By Pooya Stone
Donald Trump said Wednesday that he’d ordered Treasury Secretary Steven Mnuchin to “substantially increase sanctions” imposed on Iran, after an attack on Saudi oil facilities that the White House blames on Iran.
Trump didn’t go into details about the move, but a former Treasury official said the US could target Iran with secondary sanctions that could stop European allies, who are still a part of the 2015 nuclear deal that Trump left last year, from shielding Iran from US sanctions.
The former official said: “France has been floating the $15b credit line and there’s no way I could see the Trump administration letting that happen now.”

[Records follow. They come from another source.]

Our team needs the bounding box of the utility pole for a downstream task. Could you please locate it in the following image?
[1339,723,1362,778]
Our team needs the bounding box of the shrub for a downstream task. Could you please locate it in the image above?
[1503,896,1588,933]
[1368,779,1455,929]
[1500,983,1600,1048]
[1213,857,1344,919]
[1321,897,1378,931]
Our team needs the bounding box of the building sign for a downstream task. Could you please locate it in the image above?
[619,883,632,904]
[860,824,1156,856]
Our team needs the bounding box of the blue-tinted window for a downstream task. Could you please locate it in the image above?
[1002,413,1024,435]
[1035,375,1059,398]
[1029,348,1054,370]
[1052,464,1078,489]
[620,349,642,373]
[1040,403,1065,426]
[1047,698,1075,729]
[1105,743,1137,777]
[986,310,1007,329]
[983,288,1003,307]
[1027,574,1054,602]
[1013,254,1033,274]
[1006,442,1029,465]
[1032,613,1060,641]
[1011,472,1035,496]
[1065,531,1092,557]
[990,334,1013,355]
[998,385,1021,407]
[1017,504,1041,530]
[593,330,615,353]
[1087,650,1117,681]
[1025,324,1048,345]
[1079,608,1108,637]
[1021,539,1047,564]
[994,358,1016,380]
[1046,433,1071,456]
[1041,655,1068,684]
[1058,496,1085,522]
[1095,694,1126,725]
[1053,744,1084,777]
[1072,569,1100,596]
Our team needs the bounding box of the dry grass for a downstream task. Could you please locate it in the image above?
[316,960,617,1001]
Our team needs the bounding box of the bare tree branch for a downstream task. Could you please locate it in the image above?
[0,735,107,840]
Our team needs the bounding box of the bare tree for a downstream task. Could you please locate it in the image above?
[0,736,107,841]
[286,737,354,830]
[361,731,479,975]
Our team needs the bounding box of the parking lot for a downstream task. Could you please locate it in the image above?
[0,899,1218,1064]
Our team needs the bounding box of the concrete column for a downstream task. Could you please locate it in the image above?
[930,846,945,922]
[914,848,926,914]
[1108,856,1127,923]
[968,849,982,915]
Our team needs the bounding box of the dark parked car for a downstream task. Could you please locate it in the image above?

At the start of the month, France proposed offering Iran $15b on credit until the end of the year, if Iran again started to comply with the nuclear deal, which they’ve openly breached three times in the past four months, but needs US approval to go ahead.
Iran denied being behind the attacks, which initially stopped at least 5% of global oil production and sent oil prices rising by up to 19%. The Iran-backed Houthis in Yemen took responsibility, but Saudi Arabia dismissed this as a cover-up.
A US official said the strikes originated in southwestern Iran, while three officials said the attack was more complex and sophisticated than initially thought, involving cruise missiles and drones.
Trump further said he’s not looking to meet Iranian President Hassan Rouhani at the UN in New York this month.
Some of Trump’s allies have urged more than sanctions, with Republican Senator Lindsey Graham saying that it’s “going to take something beyond sanctions to achieve deterrence” of Iran’s “aggressive behavior”.
On a related issue, Secretary of State Mike Pompeo said he wants to build a coalition of European and Arab partners to deter Iran after the attack on Saudi Arabia, which he called “an act of war”.
Pompeo said: “This is an attack of a scale we’ve just not seen before. The Saudis were the nation that was attacked. It was on their soil. It was an act of war against them directly.”
He also said the flight patterns and the weapons used in the attack indicate that Iran is to blame.
He said: “We also know that these are systems that the Iranians have not deployed anyplace else, that they have not deployed outside of the country, to the best of our knowledge.
We’ve seen no evidence that it’s come from Iraq. It could well have traveled over Kuwait, we’ve not seen that either.”